The traditional way court leaders might handle this problem is by commissioning, that is, by creating a commission or blue-ribbon panel to look into the problem or commissioning a study of eroding public trust and confidence in the courts. There would be a lot of hand-wringing and grave pronouncements followed, in good time, by recommendations for transformation and reform on a grand scale (assuming, of course, that there’s the money to do it all).

Trial Date Certainty

Instead, Mr. Rhodes and his colleagues in the Twentieth Circuit are heading to a simpler solution along the performance measurement route. Rhodes is part of a Circuit-wide effort involving the major justice system partners in the Twentieth Judicial Circuit – the courts, the clerk’s offices, public defenders, law enforcement and jail representatives, probation and pretrial services. The group is defining the problem highlighted by Mr. Rhodes’ neighbor in a less ambiguous, more focused, and certainly more actionable way than the traditional “commissioning” approach.

The Twentieth Circuit is currently developing and testing a trial date certainty index, a measure of the certainty with which trials are held when scheduled, expressed as the number of trial settings per trial by case and trial type or category. (Full disclosure: My colleagues and I at the National Center for State Courts’ Court Consulting Services are helping.)

This performance measure, which is among the arsenal of measures in the CourTools designed by the National Center, is an indicator of the certainty, predictability, timeliness and efficiency of case processing. Required data elements are the total number of trials disposed or resolved by case (e.g., criminal) and trial (e.g., plea) type or category, and the number of times those same trials appear on the court’s trial calendar. For example, if a total of 50 trials were held in a given period of time and the total number of times those 50 trials appeared on the trial calendar is 218, the trial date certainty index would be 218 divided by 50 = 4.36 (this is a hypothetical example, not the Circuit’s actual performance).
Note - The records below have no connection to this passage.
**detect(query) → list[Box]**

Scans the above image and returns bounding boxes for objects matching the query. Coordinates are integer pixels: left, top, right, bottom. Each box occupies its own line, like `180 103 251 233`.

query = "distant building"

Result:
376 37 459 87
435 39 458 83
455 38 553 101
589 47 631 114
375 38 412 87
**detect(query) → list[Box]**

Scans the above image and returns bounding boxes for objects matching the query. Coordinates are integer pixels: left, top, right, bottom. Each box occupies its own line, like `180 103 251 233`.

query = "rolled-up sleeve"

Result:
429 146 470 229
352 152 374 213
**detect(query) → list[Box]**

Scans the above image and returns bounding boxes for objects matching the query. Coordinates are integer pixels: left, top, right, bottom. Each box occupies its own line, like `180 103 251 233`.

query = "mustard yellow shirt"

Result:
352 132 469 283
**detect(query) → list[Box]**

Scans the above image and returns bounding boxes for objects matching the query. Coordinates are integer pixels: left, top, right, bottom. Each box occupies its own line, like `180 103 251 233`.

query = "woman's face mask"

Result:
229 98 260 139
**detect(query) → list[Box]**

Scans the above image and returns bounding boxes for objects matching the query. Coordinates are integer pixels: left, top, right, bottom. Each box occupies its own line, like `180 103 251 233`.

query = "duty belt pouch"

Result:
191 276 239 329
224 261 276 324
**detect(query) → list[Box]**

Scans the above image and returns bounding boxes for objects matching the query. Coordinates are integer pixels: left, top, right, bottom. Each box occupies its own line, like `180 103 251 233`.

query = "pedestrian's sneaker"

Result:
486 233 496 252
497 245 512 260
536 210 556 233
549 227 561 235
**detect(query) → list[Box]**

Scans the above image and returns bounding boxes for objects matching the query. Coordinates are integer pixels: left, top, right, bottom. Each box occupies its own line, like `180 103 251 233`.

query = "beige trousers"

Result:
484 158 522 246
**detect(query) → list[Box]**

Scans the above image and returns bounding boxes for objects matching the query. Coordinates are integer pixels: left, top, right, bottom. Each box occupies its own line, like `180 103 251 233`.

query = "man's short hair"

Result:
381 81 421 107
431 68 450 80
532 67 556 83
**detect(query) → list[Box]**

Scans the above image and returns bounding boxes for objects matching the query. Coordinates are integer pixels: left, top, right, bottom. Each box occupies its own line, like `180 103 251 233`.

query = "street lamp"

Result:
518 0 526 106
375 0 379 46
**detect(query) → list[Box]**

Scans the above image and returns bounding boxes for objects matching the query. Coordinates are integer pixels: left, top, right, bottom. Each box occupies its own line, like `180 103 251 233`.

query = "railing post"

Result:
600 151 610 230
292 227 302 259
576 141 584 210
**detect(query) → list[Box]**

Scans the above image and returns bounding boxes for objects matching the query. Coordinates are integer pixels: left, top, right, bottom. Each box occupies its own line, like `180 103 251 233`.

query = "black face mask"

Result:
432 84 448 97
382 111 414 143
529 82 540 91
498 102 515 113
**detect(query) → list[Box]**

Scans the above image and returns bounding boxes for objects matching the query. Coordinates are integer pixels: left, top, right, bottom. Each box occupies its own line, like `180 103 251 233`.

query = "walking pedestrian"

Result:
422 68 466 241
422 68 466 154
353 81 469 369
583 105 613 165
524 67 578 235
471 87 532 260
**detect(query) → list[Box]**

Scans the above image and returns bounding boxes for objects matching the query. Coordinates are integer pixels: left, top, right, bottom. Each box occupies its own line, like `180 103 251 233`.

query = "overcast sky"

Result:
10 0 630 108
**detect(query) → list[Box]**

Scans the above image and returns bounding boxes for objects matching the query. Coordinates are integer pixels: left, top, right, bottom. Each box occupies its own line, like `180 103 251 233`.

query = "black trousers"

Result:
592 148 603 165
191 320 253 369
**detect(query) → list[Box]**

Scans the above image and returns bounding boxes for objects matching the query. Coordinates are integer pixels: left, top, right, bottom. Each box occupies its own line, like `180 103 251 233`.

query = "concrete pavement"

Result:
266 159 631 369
The plan is to take the baseline of the average trial date certainty index Circuit-wide, slice and dice this average by case type and trial type, and by location, and then look for opportunities for improvements. This is where performance measures lend themselves to absolute clarity and focus.

At the outset, the Circuit’s leaders and managers might ask themselves if the baseline levels Circuit-wide, and for particular case and trial types, and in particular locations (the Twentieth Judicial Circuit encompasses five counties) are satisfactory, and then set appropriate short and long term performance goals and targets for the Circuit as a whole, and for case types, trial types, and different locations. For example, a short term goal might be to reduce the trial date certainty index below 4.0 Circuit-wide in six months, and reach the long-term goal of 2.0 or below in two years.

Sidestepping Sticky Issues

Commitment to a focused, unambiguous, and actionable performance measure is a way to sidestep sticky issues of institutional differences and governance and, perhaps, deal with them once successful joint effort is achieved around a decrease in the trial date certainty index. The power of the performance measure is that it helps people focus and get right to work without having to spend an eternity rehashing the back-story of institutional differences.